Tragis! Guru SD di Dumai Tewas Ditusuk di Kontrakan, Mantan Pacar Tak Terima Korban Punya Kekasih Baru
Warga Kelurahan Bukit Datuk, Kecamatan Dumai Selatan, Dumai, Riau digegerkan oleh peristiwa pembunuhan tragis yang menewaskan seorang guru muda pada Kamis (12/3/2026).
Korban diketahui bernama Tika Plorentina Simanjuntak (26), seorang guru di SD Santo Tarcisius Dumai. Ia ditemukan meninggal dunia di rumah kontrakannya di Gang Horas dengan sejumlah luka tusuk di tubuhnya.
Berawal dari Konflik Asmara
Kapolres Dumai, Angga Febrian Herlambang, mengungkapkan bahwa dugaan sementara motif pembunuhan berkaitan dengan persoalan asmara.
Pelaku diketahui merupakan mantan kekasih korban yang berinisial BM.
Menurut keterangan polisi, sehari sebelum kejadian sekitar pukul 15.56 WIB, korban sempat menghubungi seorang pria yang kini menjadi pelapor untuk datang menemaninya di rumah kontrakan.
Korban merasa khawatir karena mantan pacarnya berencana datang menemuinya di Dumai.
Mantan Pacar Datang dan Cekcok Terjadi
Sekitar pukul 17.10 WIB, pelapor tiba di rumah kontrakan korban. Saat itu korban sedang bersiap keluar untuk membahas analisis nilai ujian murid di tempatnya mengajar.
Korban kemudian masuk ke kamar mandi untuk mandi, sementara pelapor menunggu di ruang tamu.
Tak lama kemudian, pelaku BM datang dan langsung masuk ke dalam rumah.
Ia kemudian menanyakan kepada pelapor mengenai hubungan antara dirinya dan korban.
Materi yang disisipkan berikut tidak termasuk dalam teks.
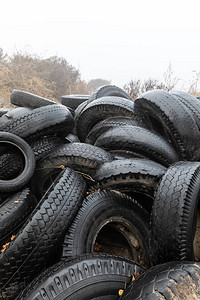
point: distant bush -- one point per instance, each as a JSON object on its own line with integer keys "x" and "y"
{"x": 50, "y": 78}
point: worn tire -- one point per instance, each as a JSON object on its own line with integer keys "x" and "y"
{"x": 139, "y": 141}
{"x": 11, "y": 164}
{"x": 72, "y": 138}
{"x": 90, "y": 276}
{"x": 83, "y": 158}
{"x": 27, "y": 170}
{"x": 108, "y": 90}
{"x": 111, "y": 211}
{"x": 173, "y": 280}
{"x": 26, "y": 99}
{"x": 168, "y": 116}
{"x": 174, "y": 213}
{"x": 46, "y": 120}
{"x": 39, "y": 240}
{"x": 3, "y": 111}
{"x": 14, "y": 212}
{"x": 131, "y": 176}
{"x": 109, "y": 123}
{"x": 73, "y": 101}
{"x": 101, "y": 109}
{"x": 43, "y": 145}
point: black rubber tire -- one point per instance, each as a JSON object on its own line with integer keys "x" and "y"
{"x": 37, "y": 243}
{"x": 101, "y": 109}
{"x": 123, "y": 154}
{"x": 191, "y": 102}
{"x": 108, "y": 90}
{"x": 90, "y": 276}
{"x": 43, "y": 145}
{"x": 46, "y": 120}
{"x": 26, "y": 99}
{"x": 129, "y": 176}
{"x": 139, "y": 141}
{"x": 72, "y": 138}
{"x": 11, "y": 164}
{"x": 3, "y": 111}
{"x": 174, "y": 213}
{"x": 170, "y": 118}
{"x": 14, "y": 212}
{"x": 25, "y": 151}
{"x": 172, "y": 280}
{"x": 111, "y": 210}
{"x": 81, "y": 157}
{"x": 73, "y": 101}
{"x": 109, "y": 123}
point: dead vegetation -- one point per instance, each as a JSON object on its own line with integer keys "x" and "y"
{"x": 54, "y": 77}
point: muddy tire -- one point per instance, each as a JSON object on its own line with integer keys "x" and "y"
{"x": 73, "y": 101}
{"x": 80, "y": 157}
{"x": 173, "y": 280}
{"x": 116, "y": 216}
{"x": 14, "y": 142}
{"x": 101, "y": 109}
{"x": 97, "y": 276}
{"x": 109, "y": 123}
{"x": 38, "y": 242}
{"x": 26, "y": 99}
{"x": 14, "y": 212}
{"x": 139, "y": 141}
{"x": 108, "y": 90}
{"x": 30, "y": 123}
{"x": 174, "y": 214}
{"x": 168, "y": 116}
{"x": 11, "y": 164}
{"x": 43, "y": 145}
{"x": 135, "y": 177}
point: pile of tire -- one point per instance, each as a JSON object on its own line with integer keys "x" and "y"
{"x": 99, "y": 196}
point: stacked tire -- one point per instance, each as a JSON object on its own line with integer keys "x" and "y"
{"x": 99, "y": 196}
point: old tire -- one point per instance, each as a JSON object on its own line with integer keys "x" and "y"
{"x": 135, "y": 177}
{"x": 108, "y": 90}
{"x": 139, "y": 141}
{"x": 101, "y": 109}
{"x": 83, "y": 158}
{"x": 37, "y": 243}
{"x": 168, "y": 116}
{"x": 109, "y": 123}
{"x": 25, "y": 151}
{"x": 26, "y": 99}
{"x": 73, "y": 101}
{"x": 116, "y": 216}
{"x": 97, "y": 276}
{"x": 173, "y": 280}
{"x": 45, "y": 120}
{"x": 14, "y": 212}
{"x": 174, "y": 213}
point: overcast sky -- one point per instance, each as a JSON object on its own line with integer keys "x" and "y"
{"x": 113, "y": 40}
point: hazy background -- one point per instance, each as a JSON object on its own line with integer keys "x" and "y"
{"x": 113, "y": 40}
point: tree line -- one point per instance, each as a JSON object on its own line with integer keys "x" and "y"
{"x": 54, "y": 77}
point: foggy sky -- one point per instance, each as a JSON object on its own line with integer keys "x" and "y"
{"x": 113, "y": 40}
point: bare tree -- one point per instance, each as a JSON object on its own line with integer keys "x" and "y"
{"x": 95, "y": 83}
Pelapor mengaku bahwa ia sedang menjalin hubungan dengan korban.
Mendengar hal itu, pelaku tidak terima dan mengklaim bahwa dirinya masih memiliki hubungan dengan korban.
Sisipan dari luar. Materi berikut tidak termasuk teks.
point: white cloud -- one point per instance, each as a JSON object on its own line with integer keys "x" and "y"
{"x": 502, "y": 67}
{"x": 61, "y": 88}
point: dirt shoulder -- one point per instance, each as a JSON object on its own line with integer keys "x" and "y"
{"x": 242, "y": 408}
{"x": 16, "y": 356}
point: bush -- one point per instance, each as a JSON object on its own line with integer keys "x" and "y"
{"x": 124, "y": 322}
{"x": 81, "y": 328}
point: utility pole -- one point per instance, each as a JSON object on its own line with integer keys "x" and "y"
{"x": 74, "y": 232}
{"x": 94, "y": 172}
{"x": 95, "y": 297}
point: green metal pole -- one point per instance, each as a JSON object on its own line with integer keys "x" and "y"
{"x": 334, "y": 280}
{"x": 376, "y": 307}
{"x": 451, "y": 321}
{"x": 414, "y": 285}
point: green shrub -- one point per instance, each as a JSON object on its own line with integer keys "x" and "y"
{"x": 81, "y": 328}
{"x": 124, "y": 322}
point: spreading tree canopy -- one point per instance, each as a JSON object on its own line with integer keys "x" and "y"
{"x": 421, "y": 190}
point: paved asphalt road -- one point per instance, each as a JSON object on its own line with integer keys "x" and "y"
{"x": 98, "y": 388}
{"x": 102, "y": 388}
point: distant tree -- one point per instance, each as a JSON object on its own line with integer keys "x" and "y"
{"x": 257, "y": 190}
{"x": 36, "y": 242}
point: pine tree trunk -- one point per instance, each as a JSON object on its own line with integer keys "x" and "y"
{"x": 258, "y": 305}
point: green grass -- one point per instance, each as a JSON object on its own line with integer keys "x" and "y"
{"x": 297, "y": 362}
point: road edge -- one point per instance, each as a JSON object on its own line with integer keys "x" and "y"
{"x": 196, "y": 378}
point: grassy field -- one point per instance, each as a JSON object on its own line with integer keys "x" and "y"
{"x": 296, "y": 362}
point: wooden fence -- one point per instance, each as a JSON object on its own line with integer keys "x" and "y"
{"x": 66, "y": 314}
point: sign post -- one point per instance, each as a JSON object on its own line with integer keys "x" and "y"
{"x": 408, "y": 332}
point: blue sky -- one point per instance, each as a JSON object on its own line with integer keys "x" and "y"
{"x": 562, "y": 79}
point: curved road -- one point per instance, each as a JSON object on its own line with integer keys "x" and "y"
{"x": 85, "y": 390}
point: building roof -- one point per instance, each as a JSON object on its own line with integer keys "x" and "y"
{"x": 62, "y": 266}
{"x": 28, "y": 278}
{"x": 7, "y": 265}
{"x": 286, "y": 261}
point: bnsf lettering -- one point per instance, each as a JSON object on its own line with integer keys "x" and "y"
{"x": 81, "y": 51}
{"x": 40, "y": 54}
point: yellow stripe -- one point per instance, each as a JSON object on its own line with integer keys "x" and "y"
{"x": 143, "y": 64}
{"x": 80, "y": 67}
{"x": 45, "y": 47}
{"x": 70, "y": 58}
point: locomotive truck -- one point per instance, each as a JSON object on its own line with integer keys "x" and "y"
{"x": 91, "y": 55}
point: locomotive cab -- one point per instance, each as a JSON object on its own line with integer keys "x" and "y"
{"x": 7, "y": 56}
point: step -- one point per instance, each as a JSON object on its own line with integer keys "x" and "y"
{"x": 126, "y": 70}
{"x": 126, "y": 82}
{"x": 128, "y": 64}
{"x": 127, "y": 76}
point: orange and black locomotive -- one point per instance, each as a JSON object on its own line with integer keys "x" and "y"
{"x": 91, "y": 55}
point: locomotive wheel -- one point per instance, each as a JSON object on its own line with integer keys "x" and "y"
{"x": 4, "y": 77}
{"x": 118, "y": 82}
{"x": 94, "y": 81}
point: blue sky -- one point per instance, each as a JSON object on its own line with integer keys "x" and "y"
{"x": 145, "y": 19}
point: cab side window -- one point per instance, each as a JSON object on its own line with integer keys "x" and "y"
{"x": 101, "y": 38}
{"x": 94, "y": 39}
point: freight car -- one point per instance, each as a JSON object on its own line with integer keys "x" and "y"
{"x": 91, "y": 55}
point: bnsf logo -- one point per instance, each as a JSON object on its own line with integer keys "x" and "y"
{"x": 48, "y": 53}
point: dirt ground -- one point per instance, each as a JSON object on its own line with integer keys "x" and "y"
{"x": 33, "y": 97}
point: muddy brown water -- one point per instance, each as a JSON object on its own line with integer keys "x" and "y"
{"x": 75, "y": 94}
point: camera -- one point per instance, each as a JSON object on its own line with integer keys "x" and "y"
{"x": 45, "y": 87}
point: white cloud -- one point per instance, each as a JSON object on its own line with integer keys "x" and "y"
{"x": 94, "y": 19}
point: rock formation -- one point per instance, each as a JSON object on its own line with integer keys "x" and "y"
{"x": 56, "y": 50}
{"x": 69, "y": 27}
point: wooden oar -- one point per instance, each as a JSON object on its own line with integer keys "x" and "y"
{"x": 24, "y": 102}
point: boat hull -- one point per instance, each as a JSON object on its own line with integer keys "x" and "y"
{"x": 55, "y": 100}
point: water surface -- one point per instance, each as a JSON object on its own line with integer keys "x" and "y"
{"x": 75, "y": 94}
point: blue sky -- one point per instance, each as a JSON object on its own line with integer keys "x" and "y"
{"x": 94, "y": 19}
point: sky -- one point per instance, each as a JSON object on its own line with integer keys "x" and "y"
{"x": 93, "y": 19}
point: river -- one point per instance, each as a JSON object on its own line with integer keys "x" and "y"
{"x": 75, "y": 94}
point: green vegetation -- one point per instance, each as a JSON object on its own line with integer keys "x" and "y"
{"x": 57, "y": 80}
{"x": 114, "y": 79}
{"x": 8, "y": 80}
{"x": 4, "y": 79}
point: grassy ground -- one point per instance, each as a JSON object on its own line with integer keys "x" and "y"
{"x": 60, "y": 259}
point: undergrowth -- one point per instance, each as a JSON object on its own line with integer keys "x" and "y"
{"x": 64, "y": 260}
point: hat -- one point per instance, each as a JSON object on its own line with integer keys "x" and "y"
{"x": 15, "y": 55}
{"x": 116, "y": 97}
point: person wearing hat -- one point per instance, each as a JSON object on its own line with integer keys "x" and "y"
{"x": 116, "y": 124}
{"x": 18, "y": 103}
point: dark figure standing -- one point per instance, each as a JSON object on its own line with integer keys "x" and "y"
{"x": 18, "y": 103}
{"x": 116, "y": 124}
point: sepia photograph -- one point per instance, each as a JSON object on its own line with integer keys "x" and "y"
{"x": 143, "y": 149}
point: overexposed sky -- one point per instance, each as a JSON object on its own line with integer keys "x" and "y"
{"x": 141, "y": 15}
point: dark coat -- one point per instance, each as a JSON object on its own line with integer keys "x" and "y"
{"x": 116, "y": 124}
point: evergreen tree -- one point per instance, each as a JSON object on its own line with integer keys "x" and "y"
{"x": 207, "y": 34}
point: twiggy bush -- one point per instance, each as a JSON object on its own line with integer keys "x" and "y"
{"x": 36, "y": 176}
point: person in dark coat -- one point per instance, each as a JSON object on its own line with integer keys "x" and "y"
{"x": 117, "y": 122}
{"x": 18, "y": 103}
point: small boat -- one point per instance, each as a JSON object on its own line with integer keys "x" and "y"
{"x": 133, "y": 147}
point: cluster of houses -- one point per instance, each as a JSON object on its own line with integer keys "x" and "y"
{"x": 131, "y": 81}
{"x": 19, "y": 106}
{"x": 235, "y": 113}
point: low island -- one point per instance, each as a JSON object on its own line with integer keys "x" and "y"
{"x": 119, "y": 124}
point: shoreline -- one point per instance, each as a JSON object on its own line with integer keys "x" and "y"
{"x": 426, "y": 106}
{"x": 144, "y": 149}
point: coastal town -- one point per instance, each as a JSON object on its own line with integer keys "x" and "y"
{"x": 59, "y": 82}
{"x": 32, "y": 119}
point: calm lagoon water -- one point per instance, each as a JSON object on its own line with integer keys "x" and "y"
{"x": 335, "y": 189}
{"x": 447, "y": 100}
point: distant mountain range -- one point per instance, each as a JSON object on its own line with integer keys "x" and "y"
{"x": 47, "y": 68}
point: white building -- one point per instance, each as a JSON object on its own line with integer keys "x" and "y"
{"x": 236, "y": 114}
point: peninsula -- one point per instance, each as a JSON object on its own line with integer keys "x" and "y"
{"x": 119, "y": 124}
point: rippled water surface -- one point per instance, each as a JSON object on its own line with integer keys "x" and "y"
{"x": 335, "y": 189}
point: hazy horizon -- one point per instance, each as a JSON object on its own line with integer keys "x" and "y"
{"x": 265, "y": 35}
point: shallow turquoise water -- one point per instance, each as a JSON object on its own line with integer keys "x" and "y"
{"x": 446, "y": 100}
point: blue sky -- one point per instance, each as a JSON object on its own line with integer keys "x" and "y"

Saat korban keluar dari kamar mandi, ia menegaskan bahwa dirinya memang sedang berpacaran dengan pelapor dan meminta pelaku untuk pulang.
Korban Ditemukan Tewas Keesokan Pagi
Setelah pertemuan tersebut, korban dan pelapor sempat meninggalkan rumah kontrakan. Sementara pelaku pergi menuju mobilnya yang diparkir di sekitar masjid yang tidak jauh dari lokasi.
Keesokan paginya, pelapor kembali datang ke rumah korban untuk memastikan kondisinya sebelum berangkat mengajar.
Setelah sempat bertemu dan berpamitan, pelapor kemudian pergi menuju tempat kerjanya.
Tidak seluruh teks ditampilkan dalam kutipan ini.